6月11日(火)に開催した第7回では、九州大学大学院人間環境学研究院専任講師であり、社会福祉士の田北雅裕さんをゲストに「デザインから考える人の居場所について解剖しました。振り返りたい方は、下記リンクからご覧ください。

第1回レポート/居場所の法則(仮説)はこちら
第2回レポートはこちら
▷第3回レポートはこちら
▷第4回レポートはこちら
▷第5回レポートはこちら
▷第6回レポートはこちら
▷第7回レポートはこちら

ゲストトーク

今回のゲストである駒崎さんは、2005年に日本初の「共済型・訪問型」病児保育を開始。2010年より待機児童問題解決のため「おうち保育園」をスタートさせ、のちに小規模認可保育所として政策化されました。その他、日本初の障害児保育園へレンや障害児訪問保育アニー、赤ちゃん縁組事業、こども宅食事業などを行っておられます。現在は、厚生労働省「イクメンプロジェクト」推進委員会座長、こども家庭庁「子ども・子育て支援等分科会」委員等、複数の公職を兼任されています。

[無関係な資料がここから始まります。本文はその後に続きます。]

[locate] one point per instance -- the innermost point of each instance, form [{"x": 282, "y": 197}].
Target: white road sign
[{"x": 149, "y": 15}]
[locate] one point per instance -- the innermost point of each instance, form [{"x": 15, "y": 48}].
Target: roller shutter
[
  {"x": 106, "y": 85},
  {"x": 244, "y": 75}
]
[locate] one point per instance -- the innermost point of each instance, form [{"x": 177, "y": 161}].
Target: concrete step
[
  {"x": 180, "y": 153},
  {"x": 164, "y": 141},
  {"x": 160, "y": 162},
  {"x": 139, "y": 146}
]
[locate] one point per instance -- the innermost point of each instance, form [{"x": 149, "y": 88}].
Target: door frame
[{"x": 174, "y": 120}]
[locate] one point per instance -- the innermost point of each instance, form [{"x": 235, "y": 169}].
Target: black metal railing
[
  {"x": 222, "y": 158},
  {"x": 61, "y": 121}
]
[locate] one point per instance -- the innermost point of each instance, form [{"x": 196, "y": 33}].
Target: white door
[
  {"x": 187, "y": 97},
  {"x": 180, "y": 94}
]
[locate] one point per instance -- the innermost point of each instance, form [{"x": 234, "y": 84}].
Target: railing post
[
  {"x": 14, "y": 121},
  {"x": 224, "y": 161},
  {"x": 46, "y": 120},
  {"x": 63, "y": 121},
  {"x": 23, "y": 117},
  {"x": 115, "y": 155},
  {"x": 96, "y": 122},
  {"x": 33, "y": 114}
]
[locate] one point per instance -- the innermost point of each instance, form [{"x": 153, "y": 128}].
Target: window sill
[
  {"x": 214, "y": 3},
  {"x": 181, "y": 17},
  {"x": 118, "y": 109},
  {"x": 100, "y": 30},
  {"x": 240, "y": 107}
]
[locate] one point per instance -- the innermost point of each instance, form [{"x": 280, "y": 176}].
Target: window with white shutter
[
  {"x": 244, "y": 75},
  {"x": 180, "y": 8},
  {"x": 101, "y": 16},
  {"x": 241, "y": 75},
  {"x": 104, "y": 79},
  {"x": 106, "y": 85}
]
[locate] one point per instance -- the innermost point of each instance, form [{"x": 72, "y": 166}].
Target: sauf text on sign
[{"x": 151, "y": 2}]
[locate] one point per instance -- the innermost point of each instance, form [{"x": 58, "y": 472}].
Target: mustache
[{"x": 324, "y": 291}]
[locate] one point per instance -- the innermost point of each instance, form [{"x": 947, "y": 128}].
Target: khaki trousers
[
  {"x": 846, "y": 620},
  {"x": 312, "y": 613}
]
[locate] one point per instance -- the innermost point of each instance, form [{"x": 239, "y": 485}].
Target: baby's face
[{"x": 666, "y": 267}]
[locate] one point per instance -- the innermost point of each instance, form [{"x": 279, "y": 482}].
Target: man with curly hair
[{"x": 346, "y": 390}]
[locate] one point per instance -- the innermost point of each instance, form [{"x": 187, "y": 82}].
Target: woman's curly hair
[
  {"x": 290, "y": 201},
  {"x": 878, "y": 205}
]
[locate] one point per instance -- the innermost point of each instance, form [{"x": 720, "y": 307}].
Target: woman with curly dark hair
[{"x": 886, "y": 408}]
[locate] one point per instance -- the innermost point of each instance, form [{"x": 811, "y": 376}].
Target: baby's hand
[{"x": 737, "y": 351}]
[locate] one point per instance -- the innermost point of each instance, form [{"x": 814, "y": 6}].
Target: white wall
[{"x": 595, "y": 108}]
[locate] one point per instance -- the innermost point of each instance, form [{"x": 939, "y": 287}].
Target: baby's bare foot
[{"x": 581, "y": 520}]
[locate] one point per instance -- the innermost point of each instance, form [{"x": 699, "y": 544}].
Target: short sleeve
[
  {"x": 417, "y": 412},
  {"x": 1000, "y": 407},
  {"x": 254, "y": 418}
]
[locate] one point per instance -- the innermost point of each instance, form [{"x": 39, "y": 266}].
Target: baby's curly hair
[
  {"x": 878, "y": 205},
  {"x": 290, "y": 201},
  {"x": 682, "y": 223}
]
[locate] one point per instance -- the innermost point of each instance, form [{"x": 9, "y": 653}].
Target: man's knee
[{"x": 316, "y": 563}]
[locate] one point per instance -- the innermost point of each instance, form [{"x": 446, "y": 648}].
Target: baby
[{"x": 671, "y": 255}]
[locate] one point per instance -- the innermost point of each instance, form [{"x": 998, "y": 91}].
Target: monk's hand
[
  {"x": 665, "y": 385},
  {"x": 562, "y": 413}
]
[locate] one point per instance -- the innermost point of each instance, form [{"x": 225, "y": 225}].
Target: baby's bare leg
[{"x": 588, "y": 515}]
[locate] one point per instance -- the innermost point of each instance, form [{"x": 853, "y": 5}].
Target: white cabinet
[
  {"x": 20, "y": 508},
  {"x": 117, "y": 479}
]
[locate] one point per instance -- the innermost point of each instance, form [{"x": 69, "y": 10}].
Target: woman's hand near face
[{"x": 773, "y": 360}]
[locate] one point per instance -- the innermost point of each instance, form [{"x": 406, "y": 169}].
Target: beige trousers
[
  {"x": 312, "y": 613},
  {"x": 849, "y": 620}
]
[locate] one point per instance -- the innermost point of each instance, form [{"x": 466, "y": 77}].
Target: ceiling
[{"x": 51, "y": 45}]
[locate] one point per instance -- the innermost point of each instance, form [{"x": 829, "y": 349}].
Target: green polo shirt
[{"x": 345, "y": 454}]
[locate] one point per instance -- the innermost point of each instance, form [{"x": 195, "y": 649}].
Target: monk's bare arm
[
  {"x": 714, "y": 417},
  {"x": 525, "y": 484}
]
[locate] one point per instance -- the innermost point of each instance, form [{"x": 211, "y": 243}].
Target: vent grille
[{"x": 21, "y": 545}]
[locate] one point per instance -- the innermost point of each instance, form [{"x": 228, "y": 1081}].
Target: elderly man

フローレンスが取り組んでいるこども宅食事業は、アウトリーチの手法の一つであると話す駒崎さん。ここで指すアウトリーチとは、困り感を抱える人をただ待つだけではなく、能動的に出会いに行く、あるいは偶然の出会いのようなきっかけをつなぎ合わせていくことを意味しています。まずはゲストトークとして、こども宅食の取り組みやアウトリーチをする上での工夫などについてお話しいただきました。

アウトリーチでつながる意味〜こども宅食より〜

こども宅食のプロセスは次のとおりです。「食」をフックに、さまざまな家庭とつながり、関係性を築きながら、その家庭に必要な支援へとゆるやかにつなげることができます。現在は、そのモデルをさまざまな地域や団体が独自のアイディアを取り入れながら、全国に広がりを見せています。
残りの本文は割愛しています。